Quantinuum has filed to go public in the United States with an indicative valuation of up to $12.7 billion, the company disclosed on Tuesday. The offering is structured around the sale of approximately 21.05 million shares priced between $45 and $50 per share, which would allow Quantinuum to raise up to $1.05 billion if the full range is taken up.

The business, headquartered in Broomfield, Colorado, last secured private funding at a $10 billion valuation. That prior round established a baseline that the IPO would exceed should the company achieve the upper end of its current price range.

Quantinuum was created in 2021 through a separation from Honeywell combined with a merger involving Cambridge Quantum. The company's board chair is Honeywell's chief executive, Vimal Kapur, while day-to-day leadership is headed by Rajeeb Hazra, who previously served at Intel. The planned public listing will appear on the Nasdaq exchange under the ticker symbol "QNT."

Financial institutions J.P. Morgan and Morgan Stanley have been named as joint lead active book-running managers for the transaction. The filing and market approach come at a time when new public listings are attracting investor interest, particularly in areas deemed strategically important. The sectors specifically cited as drawing renewed backing include AI infrastructure, defense and other critical technologies. The company and its advisers are seeking to tap that investor appetite amid continuing geopolitical uncertainty that market participants say has not dampened interest in these categories.
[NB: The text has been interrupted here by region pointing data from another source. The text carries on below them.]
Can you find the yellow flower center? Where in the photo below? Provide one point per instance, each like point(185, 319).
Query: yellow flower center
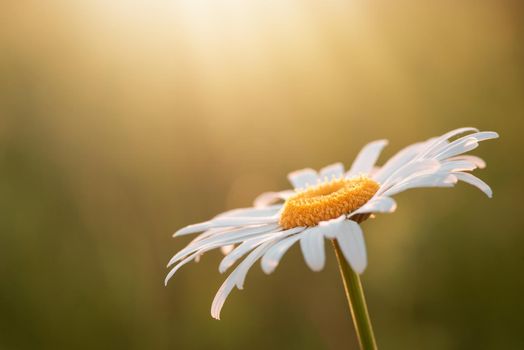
point(327, 201)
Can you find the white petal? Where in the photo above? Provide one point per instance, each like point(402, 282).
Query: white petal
point(252, 211)
point(432, 180)
point(233, 218)
point(379, 204)
point(226, 249)
point(332, 171)
point(303, 178)
point(413, 168)
point(271, 259)
point(479, 162)
point(330, 227)
point(243, 220)
point(179, 265)
point(225, 238)
point(246, 246)
point(351, 242)
point(238, 274)
point(397, 161)
point(457, 147)
point(457, 165)
point(367, 158)
point(269, 198)
point(312, 244)
point(193, 228)
point(475, 181)
point(442, 141)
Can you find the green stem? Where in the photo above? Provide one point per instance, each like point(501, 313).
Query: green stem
point(356, 301)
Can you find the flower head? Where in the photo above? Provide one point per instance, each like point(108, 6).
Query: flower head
point(329, 204)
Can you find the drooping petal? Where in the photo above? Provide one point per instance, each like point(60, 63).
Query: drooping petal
point(479, 162)
point(226, 249)
point(351, 242)
point(367, 158)
point(312, 245)
point(202, 226)
point(272, 257)
point(269, 210)
point(457, 165)
point(248, 245)
point(397, 161)
point(331, 227)
point(379, 204)
point(233, 279)
point(303, 178)
point(414, 168)
point(442, 141)
point(268, 198)
point(432, 180)
point(179, 265)
point(475, 181)
point(332, 171)
point(228, 237)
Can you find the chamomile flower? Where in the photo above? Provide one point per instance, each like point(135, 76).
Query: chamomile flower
point(329, 204)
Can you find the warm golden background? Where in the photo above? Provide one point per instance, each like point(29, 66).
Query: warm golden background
point(121, 121)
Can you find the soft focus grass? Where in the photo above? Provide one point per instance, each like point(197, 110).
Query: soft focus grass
point(122, 122)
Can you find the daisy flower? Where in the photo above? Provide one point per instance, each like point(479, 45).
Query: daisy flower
point(329, 204)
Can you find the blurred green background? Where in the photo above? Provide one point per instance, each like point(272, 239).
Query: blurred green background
point(121, 121)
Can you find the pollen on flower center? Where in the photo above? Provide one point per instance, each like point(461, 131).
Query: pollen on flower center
point(326, 201)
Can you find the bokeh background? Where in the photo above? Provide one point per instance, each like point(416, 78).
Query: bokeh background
point(121, 121)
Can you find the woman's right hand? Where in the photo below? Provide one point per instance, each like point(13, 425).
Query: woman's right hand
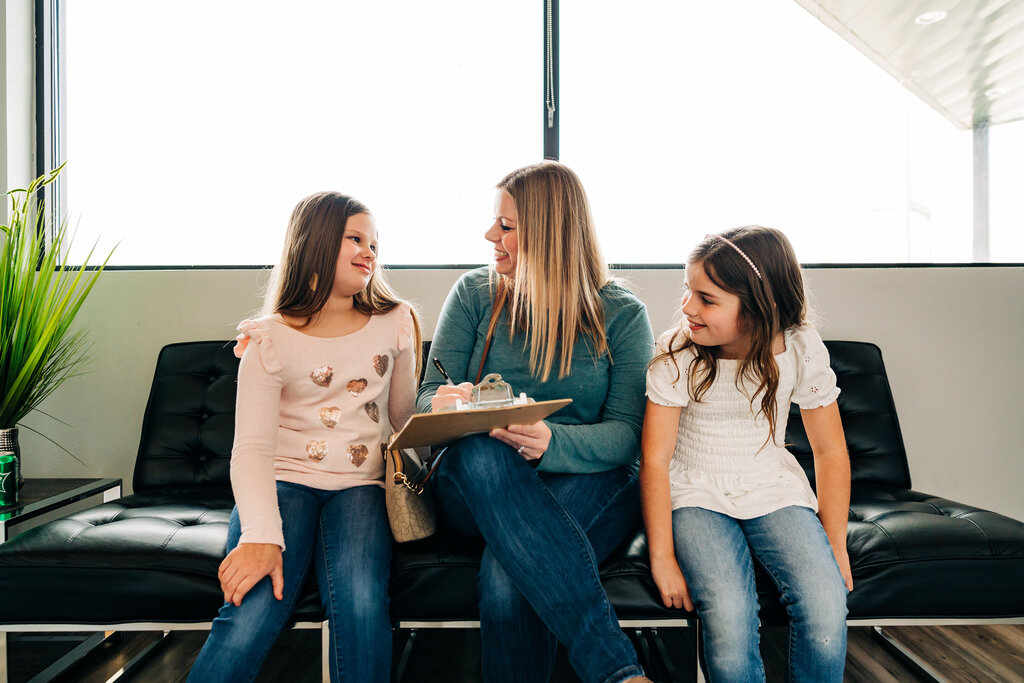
point(669, 579)
point(246, 565)
point(446, 395)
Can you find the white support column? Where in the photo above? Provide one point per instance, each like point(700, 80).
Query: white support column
point(981, 196)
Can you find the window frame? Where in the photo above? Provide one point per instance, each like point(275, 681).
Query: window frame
point(51, 126)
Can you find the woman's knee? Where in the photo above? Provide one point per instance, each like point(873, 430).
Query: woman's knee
point(729, 620)
point(478, 458)
point(358, 598)
point(820, 608)
point(500, 600)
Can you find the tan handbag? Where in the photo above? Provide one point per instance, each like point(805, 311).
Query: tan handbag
point(410, 509)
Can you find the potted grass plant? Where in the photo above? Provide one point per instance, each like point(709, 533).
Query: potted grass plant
point(39, 297)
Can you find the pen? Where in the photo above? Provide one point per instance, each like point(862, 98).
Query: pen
point(440, 369)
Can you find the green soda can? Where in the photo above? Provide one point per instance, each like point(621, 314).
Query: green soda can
point(8, 479)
The IPO proposal would convert private backing into public equity while positioning Quantinuum to access broader capital markets. The filing materials indicate the company's intention to list publicly rather than provide detail on how the proceeds will be allocated. Quantinuum's leadership and the choice of underwriters suggest the offering is being structured to reach institutional investors comfortable with high-technology and strategic-technology plays.


Summary

Quantinuum plans a U.S. IPO that could value the firm at up to $12.7 billion by selling about 21.05 million shares at $45 to $50 apiece, aiming to raise up to $1.05 billion. The company, formed after Honeywell separated and merged with Cambridge Quantum in 2021, will list on Nasdaq as QNT with J.P. Morgan and Morgan Stanley as joint book-runners.

Risks

  • Market demand for the IPO may be affected by geopolitical uncertainty and shifts in investor appetite for strategic-technology sectors - this could influence pricing and subscription levels.
  • The company’s planned valuation is higher than its most recent private funding valuation of $10 billion, which introduces execution risk if public investors value the company differently.
  • The filing does not detail use of proceeds, so investors will need to rely on the company’s disclosures for clarity on capital allocation and growth strategy.